Daroshafaei is of dual Iranian-British nationality and a former employee of the BBC’s Persian service. After living in the United Kingdom for several years, he returned to Iran in September 2014 to be near his family. But when he arrived at the airport, the authorities seized his passport, and since his arrival Intelligence Ministry officials have reportedly interrogated Daroshafaei more than 40 times about his activities as a journalist.
On February 3, 2016, the 34-year-old journalist was arrested, and three days later transferred to Tehran’s notorious Evin Prison.
Daroshafaei’s family has not been able to find out about why he has been arrested, or by whom, or what charges he might be facing. In a letter on February 10, Daroshafaei’s mother appealed to the Iranian president to free her son.

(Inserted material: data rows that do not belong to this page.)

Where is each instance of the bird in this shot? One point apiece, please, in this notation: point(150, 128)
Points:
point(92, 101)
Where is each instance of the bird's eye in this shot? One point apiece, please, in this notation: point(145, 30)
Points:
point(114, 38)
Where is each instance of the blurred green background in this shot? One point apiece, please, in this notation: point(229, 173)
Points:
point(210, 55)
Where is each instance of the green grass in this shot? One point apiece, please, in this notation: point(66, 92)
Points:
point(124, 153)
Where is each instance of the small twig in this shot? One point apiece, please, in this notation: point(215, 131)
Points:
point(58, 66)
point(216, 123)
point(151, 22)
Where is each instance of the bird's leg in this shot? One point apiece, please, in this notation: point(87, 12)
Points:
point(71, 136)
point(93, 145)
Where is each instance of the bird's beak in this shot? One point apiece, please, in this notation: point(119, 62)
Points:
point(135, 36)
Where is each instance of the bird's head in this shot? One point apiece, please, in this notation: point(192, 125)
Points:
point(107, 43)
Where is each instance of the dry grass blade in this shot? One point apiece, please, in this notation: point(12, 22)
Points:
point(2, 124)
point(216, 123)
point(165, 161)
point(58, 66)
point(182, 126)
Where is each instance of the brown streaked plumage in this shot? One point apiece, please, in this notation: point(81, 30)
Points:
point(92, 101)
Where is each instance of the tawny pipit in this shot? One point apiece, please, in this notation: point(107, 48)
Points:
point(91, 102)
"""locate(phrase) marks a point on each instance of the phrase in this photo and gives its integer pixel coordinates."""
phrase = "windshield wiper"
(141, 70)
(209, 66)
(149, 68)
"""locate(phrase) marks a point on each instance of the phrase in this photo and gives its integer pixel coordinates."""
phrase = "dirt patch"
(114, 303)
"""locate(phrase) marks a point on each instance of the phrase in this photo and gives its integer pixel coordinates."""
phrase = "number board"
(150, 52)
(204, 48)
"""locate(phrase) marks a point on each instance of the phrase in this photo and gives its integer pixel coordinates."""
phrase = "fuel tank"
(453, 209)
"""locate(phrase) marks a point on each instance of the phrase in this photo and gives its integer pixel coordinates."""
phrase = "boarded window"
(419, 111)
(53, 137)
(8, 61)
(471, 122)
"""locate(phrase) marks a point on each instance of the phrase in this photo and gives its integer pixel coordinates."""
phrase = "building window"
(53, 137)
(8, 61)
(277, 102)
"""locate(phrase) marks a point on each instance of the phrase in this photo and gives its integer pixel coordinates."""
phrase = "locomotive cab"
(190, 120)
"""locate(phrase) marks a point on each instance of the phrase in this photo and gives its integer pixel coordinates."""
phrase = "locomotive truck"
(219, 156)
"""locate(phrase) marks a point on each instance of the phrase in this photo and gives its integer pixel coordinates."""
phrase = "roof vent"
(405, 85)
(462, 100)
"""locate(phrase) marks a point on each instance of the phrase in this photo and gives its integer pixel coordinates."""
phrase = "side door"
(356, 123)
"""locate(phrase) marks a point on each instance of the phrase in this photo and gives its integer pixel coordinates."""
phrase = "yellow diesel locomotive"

“My son has been in solitary confinement for a week for doing no wrong,” she wrote.
Iranians who have acquired dual citizenship or have lived outside the country appear to be particular targets for security forces, Human Rights Watch said. Despite repeated calls by President Rouhani encouraging Iranians in the diaspora to return, authorities have arrested and prosecuted several Iranian citizens who have done so.
Another journalist, Washington Post correspondent Jason Rezaian, who is a dual US-Iranian national, spent 18 months in Evin Prison before being released in a prisoner exchange between Iran and the United States in January 2016. But many other dual Iranian nationals remain in detention in Iran.
“Iran’s unaccountable security agencies run roughshod over President Hassan Rouhani’s promises of a more inclusive Iran,” said Sarah Leah Whitson, Human Rights Watch’s Middle East director, today. “This pattern of arresting Iranians who were simply exercising their freedoms of expression and association while living abroad seriously undermines the notion that Iran actually welcomes having its own citizens return home.”